Jacob Andreas’ research aims at building natural language interfaces to intelligent systems, as well as understanding the prediction problems that shape language and other representations. Current machine learning techniques fall short of human abilities in both their capacity to learn language and learn from language about the rest of the world, according to Andreas.
Andreas, an assistant professor at CSAIL, completed his PhD at UC Berkeley. He has been interested in artificial intelligence since the beginning of college and said natural language processing always felt like a piece of it. He is interested in anything that relates language to the real world or uses language as a tool for interacting with and understanding things in the real world.
“I’m working on systems that can take action in response to natural language commands that can answer questions and sort of reason about the world in response to natural language input,” Andreas said.

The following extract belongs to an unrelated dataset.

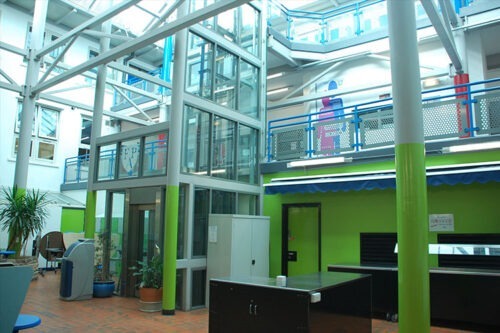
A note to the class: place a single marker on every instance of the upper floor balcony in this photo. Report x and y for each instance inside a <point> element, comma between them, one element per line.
<point>451,115</point>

One project Andreas is currently excited to work on is using language to improve our ability to learn from demonstrations. For instance, a household robotic personal assistant will learn a new skill more through language than raw demonstrations. The idea is to build agents that learn more effectively and naturally from human feedback giving them the ability to take guidance and interpret other things they’ve been shown in the form of language.
Andreas said he’s always looking for new examples of data sets where natural language interaction could be more useful, such as complicated user work flows that can eventually become automated. These pieces of technology are applicable to things like household robotics, self-driving cars and customer support.

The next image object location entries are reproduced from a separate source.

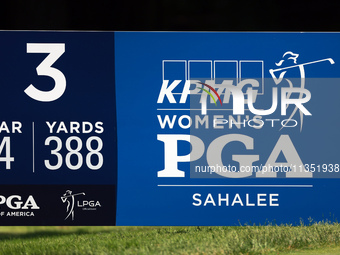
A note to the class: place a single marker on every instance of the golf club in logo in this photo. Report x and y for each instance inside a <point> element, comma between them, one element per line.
<point>69,198</point>
<point>282,71</point>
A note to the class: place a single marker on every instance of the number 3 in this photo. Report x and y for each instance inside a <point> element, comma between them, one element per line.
<point>45,69</point>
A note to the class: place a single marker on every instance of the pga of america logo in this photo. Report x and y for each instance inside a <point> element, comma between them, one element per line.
<point>227,88</point>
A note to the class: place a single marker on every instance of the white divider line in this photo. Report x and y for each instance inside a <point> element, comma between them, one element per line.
<point>254,186</point>
<point>33,145</point>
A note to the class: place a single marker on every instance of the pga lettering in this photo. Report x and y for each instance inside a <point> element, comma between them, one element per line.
<point>214,155</point>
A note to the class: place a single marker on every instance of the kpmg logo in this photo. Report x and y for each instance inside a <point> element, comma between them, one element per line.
<point>255,105</point>
<point>218,70</point>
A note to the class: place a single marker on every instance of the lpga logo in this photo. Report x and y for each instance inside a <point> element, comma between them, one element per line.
<point>69,198</point>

“I think the most interesting thing we can get from industry right now is data, and that in my group, we are always looking for interesting examples of sort of real world realistic user work flows and things that people would like to be able to automate,” Andreas said.
Andreas is looking to expedite tasks using natural language processing with complicated one-off tasks that usually require a lot of automation or tasks that are generally difficult for a human to complete.
“We can communicate our goals and ideas very effectively using the languages that we already speak,” Andreas said. “This is something that everybody could do.”